Hace poco leí un cómic, Logicomix, que contaba parte de la historia de Bertrand Russell (filósofo y matemático). Es un cómic muy interesante sobre el fundamento de las matemáticas modernas. Un tema muy duro y que jamás me ha interesado, pero el cómic me gustó y lo disfruté.
También leí hace poco tiempo La cuchara menguante. Es una serie de relatos que nos cuenta el descubrimiento de los elementos químicos de la tabla periódica. Otro tema que nunca me ha interesado, pero que no impidió que el libro me encantara y lo disfrutara.En el colegio y en el instituto no se me daban mal las matemáticas, tampoco bien. Eran algo que estaba ahí y nunca me propuse aprender nada de matemáticas por gusto. ¿Qué hacía yo leyendo un libro sobre los fundamentos de las matemáticas?

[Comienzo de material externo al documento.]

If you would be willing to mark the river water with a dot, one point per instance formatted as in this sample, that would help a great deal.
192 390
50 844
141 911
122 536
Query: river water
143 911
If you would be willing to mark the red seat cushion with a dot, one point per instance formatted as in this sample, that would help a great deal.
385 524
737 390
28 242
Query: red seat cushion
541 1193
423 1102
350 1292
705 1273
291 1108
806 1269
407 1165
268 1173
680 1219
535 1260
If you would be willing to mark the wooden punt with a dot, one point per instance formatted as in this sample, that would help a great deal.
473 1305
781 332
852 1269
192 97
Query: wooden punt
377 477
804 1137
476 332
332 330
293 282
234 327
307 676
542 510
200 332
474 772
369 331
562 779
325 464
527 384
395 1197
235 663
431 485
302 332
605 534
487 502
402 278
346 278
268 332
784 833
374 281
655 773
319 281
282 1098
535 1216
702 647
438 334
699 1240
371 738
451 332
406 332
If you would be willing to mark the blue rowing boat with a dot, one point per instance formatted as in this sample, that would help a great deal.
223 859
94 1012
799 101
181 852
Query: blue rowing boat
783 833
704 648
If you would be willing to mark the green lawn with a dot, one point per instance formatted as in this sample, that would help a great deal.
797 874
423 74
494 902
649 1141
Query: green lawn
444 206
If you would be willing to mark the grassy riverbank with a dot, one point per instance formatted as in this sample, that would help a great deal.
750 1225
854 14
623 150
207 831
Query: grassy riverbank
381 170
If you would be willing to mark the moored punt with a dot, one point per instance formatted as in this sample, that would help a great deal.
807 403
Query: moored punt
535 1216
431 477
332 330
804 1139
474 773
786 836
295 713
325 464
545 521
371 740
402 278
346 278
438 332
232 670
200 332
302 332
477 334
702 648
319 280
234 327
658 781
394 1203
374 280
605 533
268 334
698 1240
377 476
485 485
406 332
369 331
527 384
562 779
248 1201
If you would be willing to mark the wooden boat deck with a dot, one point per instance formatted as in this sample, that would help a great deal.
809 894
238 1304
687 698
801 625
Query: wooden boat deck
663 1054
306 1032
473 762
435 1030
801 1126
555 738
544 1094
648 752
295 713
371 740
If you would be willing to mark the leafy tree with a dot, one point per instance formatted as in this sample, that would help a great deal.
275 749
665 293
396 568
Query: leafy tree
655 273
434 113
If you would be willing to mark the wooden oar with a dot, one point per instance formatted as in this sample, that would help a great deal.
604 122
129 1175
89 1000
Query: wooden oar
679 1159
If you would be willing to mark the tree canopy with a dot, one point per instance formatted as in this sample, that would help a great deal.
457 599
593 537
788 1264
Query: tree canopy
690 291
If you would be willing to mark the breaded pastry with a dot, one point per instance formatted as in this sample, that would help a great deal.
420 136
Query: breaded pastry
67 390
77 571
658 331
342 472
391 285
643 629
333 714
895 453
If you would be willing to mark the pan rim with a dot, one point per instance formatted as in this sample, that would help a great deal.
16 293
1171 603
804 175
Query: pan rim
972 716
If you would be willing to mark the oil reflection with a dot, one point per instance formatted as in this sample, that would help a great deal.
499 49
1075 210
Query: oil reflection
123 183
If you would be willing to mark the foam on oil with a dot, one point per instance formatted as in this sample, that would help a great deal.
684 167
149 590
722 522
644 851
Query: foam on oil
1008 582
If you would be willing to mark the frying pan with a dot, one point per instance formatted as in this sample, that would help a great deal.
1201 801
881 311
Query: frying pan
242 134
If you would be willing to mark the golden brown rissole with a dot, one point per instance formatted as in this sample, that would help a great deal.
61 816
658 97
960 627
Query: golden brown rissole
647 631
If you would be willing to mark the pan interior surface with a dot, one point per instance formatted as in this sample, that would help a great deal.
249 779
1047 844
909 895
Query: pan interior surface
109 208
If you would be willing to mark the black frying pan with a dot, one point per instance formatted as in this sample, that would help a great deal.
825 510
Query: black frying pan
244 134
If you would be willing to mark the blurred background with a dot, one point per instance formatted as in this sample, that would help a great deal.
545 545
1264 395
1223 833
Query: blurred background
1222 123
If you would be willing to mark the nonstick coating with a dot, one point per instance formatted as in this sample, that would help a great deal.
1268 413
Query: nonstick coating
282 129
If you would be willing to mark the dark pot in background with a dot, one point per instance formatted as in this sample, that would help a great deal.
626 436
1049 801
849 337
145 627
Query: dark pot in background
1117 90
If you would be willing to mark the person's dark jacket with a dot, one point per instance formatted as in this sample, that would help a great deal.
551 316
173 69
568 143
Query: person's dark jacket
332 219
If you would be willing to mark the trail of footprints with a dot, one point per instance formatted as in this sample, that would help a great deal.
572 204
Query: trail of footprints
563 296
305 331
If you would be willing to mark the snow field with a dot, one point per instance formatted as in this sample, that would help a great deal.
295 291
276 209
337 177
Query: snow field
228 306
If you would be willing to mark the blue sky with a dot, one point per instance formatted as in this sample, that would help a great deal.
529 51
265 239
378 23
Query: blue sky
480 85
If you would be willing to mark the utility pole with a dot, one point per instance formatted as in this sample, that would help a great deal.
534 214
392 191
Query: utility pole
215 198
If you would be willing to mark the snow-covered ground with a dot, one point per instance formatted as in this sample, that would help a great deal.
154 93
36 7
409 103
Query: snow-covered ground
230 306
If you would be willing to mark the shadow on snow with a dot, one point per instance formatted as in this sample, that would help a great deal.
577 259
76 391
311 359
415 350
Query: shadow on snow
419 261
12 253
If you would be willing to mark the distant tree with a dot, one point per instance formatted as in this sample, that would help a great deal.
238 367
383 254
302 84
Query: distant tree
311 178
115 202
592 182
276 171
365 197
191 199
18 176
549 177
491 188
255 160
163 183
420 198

La física o la química no eran mis platos favoritos. Y el libro de La Cuchara Menguante habla, mucho, de capas de electrones y otros fenómenos que en el instutito me parecían el cúlmen de la tortura académica. ¿Y cómo he podido disfrutar un libro sobre química?
La respuesta a ambas preguntas es sencillísima. En ambos libros me han contado una historia. Me han narrado los fundamentos de las matemáticas y cómo los electrones iban dando saltos por los átomos siendo perseguidos por un ejército de químicos.